A conclusão do Supremo Tribunal Federal foi no sentido de que a reserva de cotas raciais em concursos públicos prevista na Lei 12.990/2014 é constitucional, pois homenageia o princípio da isonomia, compensando desigualdades. Todavia, em razão do princípio constitucional da autonomia federativa, aplica-se somente à administração pública federal, não produzindo efeitos automaticamente nas esferas estaduais, distrital e municipais. No entanto, caso os estados, o Distrito Federal e os municípios editem leis semelhantes, estas serão constitucionais em razão do princípio da simetria.
Cabe ainda trazer à baila que tanto o Tema 203 da Repercussão Geral do Supremo Tribunal Federal quanto a ADPF 186/DF disseram respeito ao sistema de reserva de vagas, como forma de ação afirmativa de inclusão social, estabelecido para ingresso no ensino superior em universidades. Dispõe a tese 203 do STF que:
É constitucional o uso de ações afirmativas, tal como a utilização do sistema de reserva de vagas ("cotas") por critério étnico-racial, na seleção para ingresso no ensino superior público. (grifo nosso).
Embora com a rubrica de ações afirmativas, as cotas para ingresso no ensino superior público não se confundem com aquelas para reserva de cargos no serviço público. O tema 203 do STF tratou da primeira espécie, mas não desta última, pelo que se faz necessário estabelecer um distinguish.
Com efeito, a autonomia didático-científica das universidades (CF/88, art. 207) permite que estas criem cursos de ensino superior sem necessidade de lei específica, o que não ocorre com os cargos públicos, os quais exigem lei em sentido estrito, nos termos do art. 48, X, da CF/88, aplicável a todos os entes federativos em razão do princípio da simetria constitucional. Além disso, o provimento dos cargos públicos exige o preenchimento de requisitos estabelecidos em lei (CF/88, art. 37, I). Por isso, entendo que, embora ambas fundamentadas nas ações afirmativas, as cotas raciais para ingresso no ensino superior são distintas das cotas de reservas em concursos públicos, sendo este o motivo de o STF ter tratado sobre ambas em decisões distintas, bem como a razão de a Lei nº 12.990/2014 referir-se apenas às cotas para concursos públicos.
Uma vez que o princípio da autonomia federativa veda a imposição da Lei Federal 12.990/2014 aos estados e municípios, forçoso concluir que idêntico princípio proíbe a aplicação automática da Lei Estadual do Piauí nº 7.626/2021 aos municípios piauienses.

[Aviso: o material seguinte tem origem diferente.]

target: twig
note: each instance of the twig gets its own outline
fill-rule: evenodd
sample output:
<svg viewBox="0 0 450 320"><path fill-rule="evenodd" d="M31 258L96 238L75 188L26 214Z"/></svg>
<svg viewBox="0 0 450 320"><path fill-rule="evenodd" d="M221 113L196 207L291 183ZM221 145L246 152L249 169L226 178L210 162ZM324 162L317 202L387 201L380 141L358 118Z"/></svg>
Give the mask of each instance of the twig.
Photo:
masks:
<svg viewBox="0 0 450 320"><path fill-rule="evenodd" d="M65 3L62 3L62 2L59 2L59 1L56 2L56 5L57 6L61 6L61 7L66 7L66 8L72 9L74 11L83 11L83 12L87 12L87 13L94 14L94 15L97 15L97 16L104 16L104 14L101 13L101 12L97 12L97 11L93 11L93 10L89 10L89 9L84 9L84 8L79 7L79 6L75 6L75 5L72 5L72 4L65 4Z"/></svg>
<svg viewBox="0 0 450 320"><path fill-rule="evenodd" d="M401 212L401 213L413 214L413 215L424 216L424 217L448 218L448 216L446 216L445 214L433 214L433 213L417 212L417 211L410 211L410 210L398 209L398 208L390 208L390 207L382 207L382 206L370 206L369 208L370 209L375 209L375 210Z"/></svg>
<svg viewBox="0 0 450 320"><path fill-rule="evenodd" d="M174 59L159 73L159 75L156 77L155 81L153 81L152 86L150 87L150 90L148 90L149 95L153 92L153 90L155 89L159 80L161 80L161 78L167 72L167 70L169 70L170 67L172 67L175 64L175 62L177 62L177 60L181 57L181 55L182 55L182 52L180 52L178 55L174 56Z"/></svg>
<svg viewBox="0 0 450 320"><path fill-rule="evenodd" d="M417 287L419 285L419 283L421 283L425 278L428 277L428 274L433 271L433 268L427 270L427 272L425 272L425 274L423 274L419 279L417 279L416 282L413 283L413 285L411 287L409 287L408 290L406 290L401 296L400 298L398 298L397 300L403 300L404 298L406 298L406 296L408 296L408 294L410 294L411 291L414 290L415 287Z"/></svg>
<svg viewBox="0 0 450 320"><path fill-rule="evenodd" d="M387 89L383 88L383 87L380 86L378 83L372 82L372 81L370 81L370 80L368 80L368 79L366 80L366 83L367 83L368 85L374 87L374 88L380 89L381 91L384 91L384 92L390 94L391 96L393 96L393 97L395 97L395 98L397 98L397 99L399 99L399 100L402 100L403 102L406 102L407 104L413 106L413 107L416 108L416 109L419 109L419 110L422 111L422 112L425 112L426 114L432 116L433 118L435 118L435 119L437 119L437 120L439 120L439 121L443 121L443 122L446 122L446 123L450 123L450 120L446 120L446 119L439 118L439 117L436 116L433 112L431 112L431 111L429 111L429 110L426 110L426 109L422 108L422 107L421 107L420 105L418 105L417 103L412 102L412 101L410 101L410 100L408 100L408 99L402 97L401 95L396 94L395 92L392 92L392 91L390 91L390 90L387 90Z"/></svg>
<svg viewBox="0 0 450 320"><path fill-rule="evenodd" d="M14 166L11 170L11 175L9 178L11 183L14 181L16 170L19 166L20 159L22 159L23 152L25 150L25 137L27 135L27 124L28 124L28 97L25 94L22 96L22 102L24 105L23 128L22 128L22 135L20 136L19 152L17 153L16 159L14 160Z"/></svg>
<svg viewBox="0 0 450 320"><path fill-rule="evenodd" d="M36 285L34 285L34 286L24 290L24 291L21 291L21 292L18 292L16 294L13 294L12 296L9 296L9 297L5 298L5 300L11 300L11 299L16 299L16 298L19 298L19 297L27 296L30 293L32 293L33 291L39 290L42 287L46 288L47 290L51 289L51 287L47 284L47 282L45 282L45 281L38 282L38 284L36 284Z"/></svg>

Levando-se em consideração a ausência de lei municipal sobre a matéria, e constatada a impossibilidade jurídica de aplicação automática ao município tanto da Lei Federal nº 12.990/2014 quanto da Lei Estadual do Piauí nº 7.626/2021, o Promotor de Justiça, como guardião constitucional da higidez da ordem jurídica, concluiu que as cotas raciais não devem ser aplicadas ao concurso público regido pelo edital da municipalidade, com ausência de lei municipal sobre cotas raciais, uma vez que tal aplicação viola, a um só tempo, o princípio da legalidade (CF/88, art. 37), a autonomia federativa do município (CF/88, art. 18, caput, c/c art. 30, I, c/c art. 34, VII, “c”) e o precedente vinculante do Supremo Tribunal Federal no julgamento da ADC nº 41/DF (CF/88, art. 102, § 2º, c/c CPC, art. 927, I).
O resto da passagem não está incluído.